26 February 2024

ADHD has benefited human ancestors

Attention deficit disorder is considered an aberration in modern society, where it is often necessary to concentrate on a single task. The authors of a new study found that for our distant ancestors, who were gatherers for most of their history, ADHD, on the contrary, provided an advantage: while relatives used a familiar resource, people suffering from the disorder were more likely to search for a new one.

Finding and obtaining hard-to-find food are considered important factors in the evolution of intelligence. They are related to the decision whether to stick with a known but potentially depleting food source or to look for something better. Models of optimal food search, based on the marginal value theorem, help us understand which decision a human or animal will make: an area with depleting resources is abandoned when consumption rates fall below the average for the environment. Hundreds of species tested - from bees to birds, monkeys and humans - behave as predicted by such models.  

Attention Deficit Hyperactivity Disorder (ADHD) is a developmental disorder of the nervous system that affects 11 percent of children and 4.25 percent of adults and is mostly inherited. Its symptoms include distractibility as well as restlessness and excessive mobility. 

The neurological basis of this disorder involves increased production of the neurotransmitter norepinephrine and increased activity in the neural circuits of the brain's passive-mode network, which are important for concentration. These features affect food-seeking behavior, prompting you to abandon what you have in search of something new.

The scientists decided to test whether people with ADHD traits would switch to searching earlier than those devoid of these phenotypic characteristics. To do this, the authors of the paper, published in the journal Proceedings of the Royal Society B, developed a virtual berry-picking game to assess the impact of ADHD symptoms on search behavior. 

Participants in the game had eight minutes to pick as many berries as possible by pointing the cursor at a bush. Each time they picked from the same bush, the berry harvest was reduced, but they received a time delay when they changed bushes. Researchers initially hypothesized that more severe ADHD symptoms would be associated with shorter time on the same bush, as well as less optimal behavior and lower rewards in play.

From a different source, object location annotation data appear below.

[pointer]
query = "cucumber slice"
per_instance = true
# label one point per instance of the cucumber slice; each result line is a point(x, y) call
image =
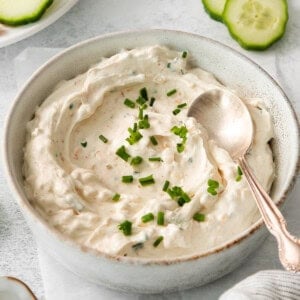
point(19, 12)
point(256, 24)
point(214, 8)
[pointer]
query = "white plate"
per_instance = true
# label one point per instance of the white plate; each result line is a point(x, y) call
point(10, 35)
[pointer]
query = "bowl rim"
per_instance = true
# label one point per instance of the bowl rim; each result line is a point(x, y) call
point(25, 205)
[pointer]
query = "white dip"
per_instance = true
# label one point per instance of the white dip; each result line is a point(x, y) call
point(72, 176)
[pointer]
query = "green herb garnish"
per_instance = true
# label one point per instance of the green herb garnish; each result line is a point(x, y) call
point(140, 100)
point(158, 241)
point(129, 103)
point(161, 218)
point(144, 93)
point(147, 180)
point(239, 174)
point(213, 185)
point(153, 140)
point(83, 144)
point(147, 218)
point(144, 124)
point(181, 132)
point(126, 227)
point(152, 100)
point(180, 147)
point(103, 138)
point(176, 111)
point(155, 159)
point(199, 217)
point(127, 178)
point(121, 152)
point(135, 135)
point(116, 197)
point(171, 92)
point(141, 113)
point(136, 160)
point(166, 185)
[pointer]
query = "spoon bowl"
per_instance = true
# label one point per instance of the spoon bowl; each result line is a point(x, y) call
point(226, 119)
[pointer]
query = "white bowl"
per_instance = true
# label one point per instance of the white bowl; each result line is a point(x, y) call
point(136, 275)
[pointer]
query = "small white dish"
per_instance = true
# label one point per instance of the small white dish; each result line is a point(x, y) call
point(141, 275)
point(10, 35)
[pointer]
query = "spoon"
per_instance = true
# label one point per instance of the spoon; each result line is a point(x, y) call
point(228, 122)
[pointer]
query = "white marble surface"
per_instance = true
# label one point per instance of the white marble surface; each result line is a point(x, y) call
point(18, 255)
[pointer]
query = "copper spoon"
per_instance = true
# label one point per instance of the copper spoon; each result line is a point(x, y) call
point(229, 123)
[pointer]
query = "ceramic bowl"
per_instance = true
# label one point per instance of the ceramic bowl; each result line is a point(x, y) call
point(136, 275)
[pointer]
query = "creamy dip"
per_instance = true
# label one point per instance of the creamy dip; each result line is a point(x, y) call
point(185, 197)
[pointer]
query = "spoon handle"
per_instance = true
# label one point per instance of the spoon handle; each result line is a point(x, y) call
point(288, 245)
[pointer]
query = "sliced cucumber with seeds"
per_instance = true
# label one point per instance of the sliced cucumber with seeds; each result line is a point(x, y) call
point(19, 12)
point(214, 8)
point(256, 24)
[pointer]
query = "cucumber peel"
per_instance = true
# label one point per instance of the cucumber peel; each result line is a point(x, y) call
point(20, 12)
point(256, 24)
point(214, 8)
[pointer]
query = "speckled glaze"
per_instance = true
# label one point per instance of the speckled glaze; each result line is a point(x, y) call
point(146, 276)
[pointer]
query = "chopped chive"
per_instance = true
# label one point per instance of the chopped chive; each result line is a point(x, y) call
point(152, 100)
point(127, 178)
point(116, 197)
point(176, 111)
point(153, 140)
point(147, 180)
point(155, 159)
point(103, 138)
point(144, 93)
point(166, 185)
point(199, 217)
point(180, 147)
point(171, 92)
point(144, 124)
point(147, 218)
point(129, 103)
point(136, 160)
point(212, 191)
point(121, 152)
point(239, 170)
point(135, 135)
point(134, 127)
point(141, 113)
point(160, 218)
point(182, 105)
point(158, 241)
point(140, 100)
point(144, 106)
point(180, 131)
point(126, 227)
point(180, 201)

A total of 457 people participated in the study. Overall, all players stayed on plots longer than the model predicted, and those with higher scores on the ADHD self-report scale changed bushes more quickly than the others. However, to the scientists' surprise, these participants also achieved higher reward scores. Their decisions to leave the bush were more closely aligned with those predicted by the model, although they still stayed on the bush longer than predicted. 

Thus, in the implemented food search game, ADHD was associated with shorter dwell times and higher reward performance. These results echo previous field studies. For example, modern hunter-gatherers, such as the Aryaal tribe in northern Kenya, have genetic mutations associated with ADHD. All of this emphasizes that "everything in evolution is for a reason": ADHD did not emerge as a disorder, but rather as an advantage for that small percentage of its possessors in the population.